Hooke’s law dictates that the force applied by a spring is proportionate to its change in length (either stretched or compressed) relatively to its idle length.
F=-kX , where F is the force applied, k is the spring’s stiffness constant and X is the difference in length (the “-” sign indicates that the force is applied in the opposite direction of the change in length).
This makes our life very easy. All we need to do is apply a known amount of force to the spring, measure the difference in length and calculate the the k constant.
Conveniently, I had a 2kg scale weight just lying around (we know that gravity pulls the weight with approx. 19.6N of force), a threaded hook, vice grips and a caliper.

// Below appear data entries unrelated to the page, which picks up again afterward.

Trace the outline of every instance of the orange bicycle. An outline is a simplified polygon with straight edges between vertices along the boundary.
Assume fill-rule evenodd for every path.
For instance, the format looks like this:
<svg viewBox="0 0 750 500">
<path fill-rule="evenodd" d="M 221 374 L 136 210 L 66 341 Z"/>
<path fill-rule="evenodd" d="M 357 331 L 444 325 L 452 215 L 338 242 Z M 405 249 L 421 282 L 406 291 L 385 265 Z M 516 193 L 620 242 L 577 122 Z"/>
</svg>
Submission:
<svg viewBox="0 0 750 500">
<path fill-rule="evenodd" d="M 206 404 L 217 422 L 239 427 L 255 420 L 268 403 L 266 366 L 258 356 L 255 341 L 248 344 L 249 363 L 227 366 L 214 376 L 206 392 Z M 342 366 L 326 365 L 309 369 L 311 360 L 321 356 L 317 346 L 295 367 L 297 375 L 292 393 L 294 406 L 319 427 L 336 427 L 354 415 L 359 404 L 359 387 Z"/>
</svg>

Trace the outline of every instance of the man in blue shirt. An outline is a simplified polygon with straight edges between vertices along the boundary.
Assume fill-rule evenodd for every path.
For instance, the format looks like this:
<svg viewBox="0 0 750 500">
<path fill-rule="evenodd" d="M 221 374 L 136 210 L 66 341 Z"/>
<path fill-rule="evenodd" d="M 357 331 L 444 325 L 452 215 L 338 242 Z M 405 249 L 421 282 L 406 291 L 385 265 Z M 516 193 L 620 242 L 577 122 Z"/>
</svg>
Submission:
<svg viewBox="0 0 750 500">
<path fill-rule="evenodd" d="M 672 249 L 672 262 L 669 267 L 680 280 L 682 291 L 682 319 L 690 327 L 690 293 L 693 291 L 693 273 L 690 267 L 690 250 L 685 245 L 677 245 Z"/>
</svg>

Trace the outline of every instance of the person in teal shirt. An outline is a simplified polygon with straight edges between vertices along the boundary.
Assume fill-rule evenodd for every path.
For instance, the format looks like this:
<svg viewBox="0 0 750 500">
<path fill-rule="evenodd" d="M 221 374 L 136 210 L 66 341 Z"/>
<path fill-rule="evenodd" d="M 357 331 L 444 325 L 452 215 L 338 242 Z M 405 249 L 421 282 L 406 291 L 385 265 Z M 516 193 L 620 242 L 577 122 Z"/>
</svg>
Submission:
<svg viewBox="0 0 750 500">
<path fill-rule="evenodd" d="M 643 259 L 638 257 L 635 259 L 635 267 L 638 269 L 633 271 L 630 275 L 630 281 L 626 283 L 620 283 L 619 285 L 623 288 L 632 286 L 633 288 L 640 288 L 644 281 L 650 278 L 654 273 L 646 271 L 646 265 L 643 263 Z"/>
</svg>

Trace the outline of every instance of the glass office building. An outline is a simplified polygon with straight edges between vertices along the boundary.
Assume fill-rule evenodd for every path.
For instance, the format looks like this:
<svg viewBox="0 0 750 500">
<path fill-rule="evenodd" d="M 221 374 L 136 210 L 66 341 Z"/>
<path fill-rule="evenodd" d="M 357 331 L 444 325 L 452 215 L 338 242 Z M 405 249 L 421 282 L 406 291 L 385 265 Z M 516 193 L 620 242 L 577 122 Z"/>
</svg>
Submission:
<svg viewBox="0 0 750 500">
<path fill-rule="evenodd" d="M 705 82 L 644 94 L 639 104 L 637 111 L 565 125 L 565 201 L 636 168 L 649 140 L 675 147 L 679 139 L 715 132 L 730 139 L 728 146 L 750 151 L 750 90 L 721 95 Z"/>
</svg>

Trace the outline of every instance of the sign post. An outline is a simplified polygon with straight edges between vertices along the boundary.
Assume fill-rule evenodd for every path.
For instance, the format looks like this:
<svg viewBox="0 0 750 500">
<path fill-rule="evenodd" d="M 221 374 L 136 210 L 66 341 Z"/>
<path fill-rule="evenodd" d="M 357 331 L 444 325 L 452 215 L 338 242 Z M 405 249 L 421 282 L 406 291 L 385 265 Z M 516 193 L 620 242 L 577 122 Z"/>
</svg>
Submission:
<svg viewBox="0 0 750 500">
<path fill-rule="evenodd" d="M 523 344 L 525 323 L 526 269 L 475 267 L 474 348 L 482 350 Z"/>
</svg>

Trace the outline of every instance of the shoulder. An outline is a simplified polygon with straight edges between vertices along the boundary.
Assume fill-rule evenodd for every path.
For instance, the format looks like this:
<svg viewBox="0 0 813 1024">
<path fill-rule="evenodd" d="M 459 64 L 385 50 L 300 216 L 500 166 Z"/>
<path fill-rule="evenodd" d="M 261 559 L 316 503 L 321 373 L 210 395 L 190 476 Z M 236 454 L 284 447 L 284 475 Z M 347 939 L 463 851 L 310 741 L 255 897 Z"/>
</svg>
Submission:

First, I needed to know the idle length of the spring, for that I measured it’s length while not applying any pressure on the spring (important). Next, I put the spring on a hook’s stem between a nut and a washer (for bigger diameter springs use a washer on either side of the spring) and hung the 2Kg weight from it. Notice that the threads are covered with a smooth plastic sleeve to prevent friction from messing with the measurements.
Now I could measure the length of the spring while applying about 2Kg of force (total accuracy is not important), compare it to the idle length and calculate the spring’s constant. After that, I could measure the spring’s length in working configuration and measure the amount of force it applies.
These are my measurements:
Idle length: 2.49cm
Length compressed by 2Kg: 1.53cm
Length in working configuration: 1.37cm
From the above measurements I can derive k: 19.6=k*(0.0249-0.0153) => k=2041.66N/m. And finally, find the force of the spring in working configuration: F=2041.66*(0.0249-0.0137)=22.87N (~2.33Kg).
I have two springs so if I want to replace them, I need to apply about 45.74N or 4.66Kg.